VI. In considering proper allocations of income and expense, the trial court stated that the rate base was allocated on a basis of "who uses this property and how much." Extreme nicety in the allocation is not required, but only reasonable measures are necessary. Smith v. Illinois Bell Tel. Co., 282 U.S. 133, 51 S. Ct. 65, 75 L. Ed. 255. The principal problems which we shall very briefly discuss here relate to the multiple purpose mains, the central office at Davenport, the general gas plant and the general plant common. The method used by the court as advocated by the city's witness Stanley was, as to demand charge, to charge the firm users with the average of (a) their computation times the average unit cost of gas (including all charges), and (b) their proportionate share of the commodity and overrun costs, plus their peak day consumption, times the demand charge (adjusted to 80% for eleven months when their peak fell below 80% of contract demand). The result was for the test period a gas charge of $711,860 to firm customers, $1,189,373 to the interruptibles out of a cost of $1,901,233 for the metropolitan area. Other purchased gas expense was divided in the same proportions as purchased gas expense. Distribution expense was tied to the ratios of cost of the respective *53 facilities serving the groups in question to the total cost of the distribution plant. Central office distribution expense is brought down to the metropolitan area in the same way, and within the area it is logical to use the ratio of the costs of the respective distribution facilities to the cost of the metropolitan distribution plant. Metropolitan distributions are divided into (1) those directly serving the industries called interruptibles, (2) those serving both firm and interruptible users (multiple purpose facilities), and (3) everything else. Allocation is necessary only in dividing the costs of multiple purpose facilities consisting of two systems of high pressure mains, one from the source of supply, the Northern's pipe line, and the other looping the area. Both firm and interruptibles are scattered along these lines. Both cost and rate of use were considered an allocation of 44.37% of the costs was made to firm users and 55.63% to interruptibles. Collection expense was allocated on a meter basis, the interruptibles being multiplied by 30 as they are read every day, while the firm customers' meter was read only once during that period.

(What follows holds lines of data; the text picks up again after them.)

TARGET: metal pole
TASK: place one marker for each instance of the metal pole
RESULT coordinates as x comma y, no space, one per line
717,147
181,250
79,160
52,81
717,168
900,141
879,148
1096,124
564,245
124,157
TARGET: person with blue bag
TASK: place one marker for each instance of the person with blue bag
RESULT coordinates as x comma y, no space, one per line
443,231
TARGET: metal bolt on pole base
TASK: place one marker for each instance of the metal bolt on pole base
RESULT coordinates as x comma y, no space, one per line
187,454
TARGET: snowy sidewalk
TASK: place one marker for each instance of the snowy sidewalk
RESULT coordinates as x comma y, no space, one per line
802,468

Commercial expense was allocated on the basis of revenue from each class, and administrative and general expense which the court called "the antithesis of direct costs" was allocated as espoused by the city witness Stanley. Ratios were developed by finding the average for each customer class of (a) revenue, (b) cost of plant, and (c) supervised operating expense (that is, operating expenses excluding taxes, depreciation, general and administrative expense, interest, and cost of gas and fuel).

The general tax and depreciation expense are allocated by similar methods. Central office general tax expenses are allocated in the ratio used for apportioning central office property. Within the district and the area general tax expense is segregated in the proportions developed for allocating property. With the exception, then, of the present depreciation expense, we believe the methods and allocations arrived at by the trial court are reasonable and fair. There is no serious objection by appellee city to these sums, and they are adopted. As previously disclosed, we differ with the trial court on the proper method of determining the annual depreciation to be charged as a cost of operation, and conclude the company's complaint that it must be computed on its present fair value is justified. Thus we have computed depreciation at 2% on the value we have adjudged is the fair present value of the property involved, rather than on original cost.

In accordance with our determination in the previous division, the trial court's percentage of 24.19 allocated to accrued depreciation is altered and is now fixed at 27.5%.

We also hold future depreciation must be calculated for rate-making purposes upon the adopted present fair value, and not on cost. We apply it here in the so-called interim or refund period.

We are satisfied that the six per cent rate of return which the trial court fixed does avoid confiscation. Perhaps some lesser percentage would also be held sufficient, but as no complaint seems to have been raised to the proper percentage, we do not pass on that question here. However, it is perfectly clear that a 3.93% return on the fair value is confiscatory.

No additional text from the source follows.